Aujourd’hui, les Africains attendent autre chose que cette aide humanitaire déguisée appelée co-développement. Il ne suffit pas de rapatrier des immigrés dans leur pays d’origine en donnant à chacun 2 à 3 millions de Fcfa pour exploiter une parcelle de terre ou ouvrir une quincaillerie pour croire qu’on fait du développement.
L’Afrique a besoin d’investissements massifs dans les infrastructures et dans des secteurs qui créent la richesse et structurent son développement. Nous sommes conscients que pour cela, des préalables doivent être remplis dans la bonne gouvernance, la démocratie, l’agrément des entreprises, la fiscalité et une justice indépendante et transparente. Des Etats africains sont déjà à ce niveau, mais n’ont encore rien vu venir. L’investissement se limitant uniquement aux mines et au bois n’a pas un véritable impact sur le développement du continent d’autant plus que les prix (souvent dérisoires) de ces matières premières sont fixés par les spéculateurs occidentaux. Aujourd’hui avec l’arrivée de Sarkozy au pouvoir, la France est à un tournant dans sa relation avec l’Afrique.
Soit elle intensifie sa coopération avec le continent en partant sur de meilleures bases tout en ne fermant pas ses portes à ses étudiants, hommes d’affaires..., soit elle se recroqueville sur l’Europe pour conjuguer avec l’Amérique et l’Asie et à ce moment, le retour de bâton sera une perte considérable d’influence en Afrique et qui a même déjà commencé.

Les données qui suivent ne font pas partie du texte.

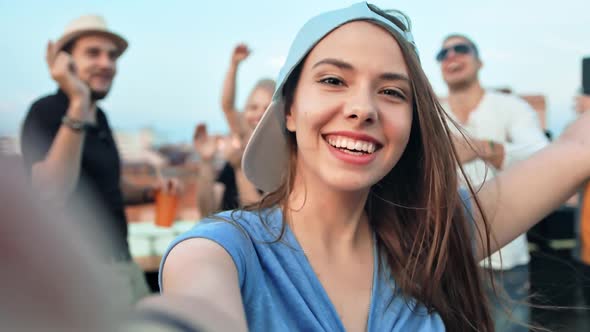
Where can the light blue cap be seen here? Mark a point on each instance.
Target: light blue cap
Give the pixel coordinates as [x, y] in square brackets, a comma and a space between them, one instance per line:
[266, 155]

Avec les difficultés rencontrées par les Africains pour entrer en France depuis qu’elle a été happée par l’Europe, la plupart des pays africains francophones, ont et c’est heureux, diversifié leurs relations économiques en s’ouvrant aux pays d’Asie, d’Amérique du Sud, alors que le flux de leurs étudiants est de plus en plus réorienté vers les pays anglo-saxons. D’ailleurs, les élites africaines s’anglicisent de plus en plus et le phénomène s’accentue.
A l’intérieur de la France même, s’il est légitime et normal pour les autorités hexagonales de lutter contre l’immigration clandestine, l’Afrique est en droit d’attendre que ceux de ses fils qui y sont régulièrement installés, bénéficient de tout le respect et de la considération dus à l’être humain.
Un autre volet où la France de Sarkozy est très attendue par les pays africains, ce sont les subventions à l’exportation accordées par l’Europe et l’Amérique du Nord principalement à leurs paysans. La France retrouverait alors, aux yeux des Africains, la générosité qu’elle cherche à incarner, si elle s’engageait à leurs côtés pour lutter au niveau des instances internationales habilitées contre ces pratiques qui détruisent l’agriculture du Sud, tout en y répandant la pauvreté et le sous-développement.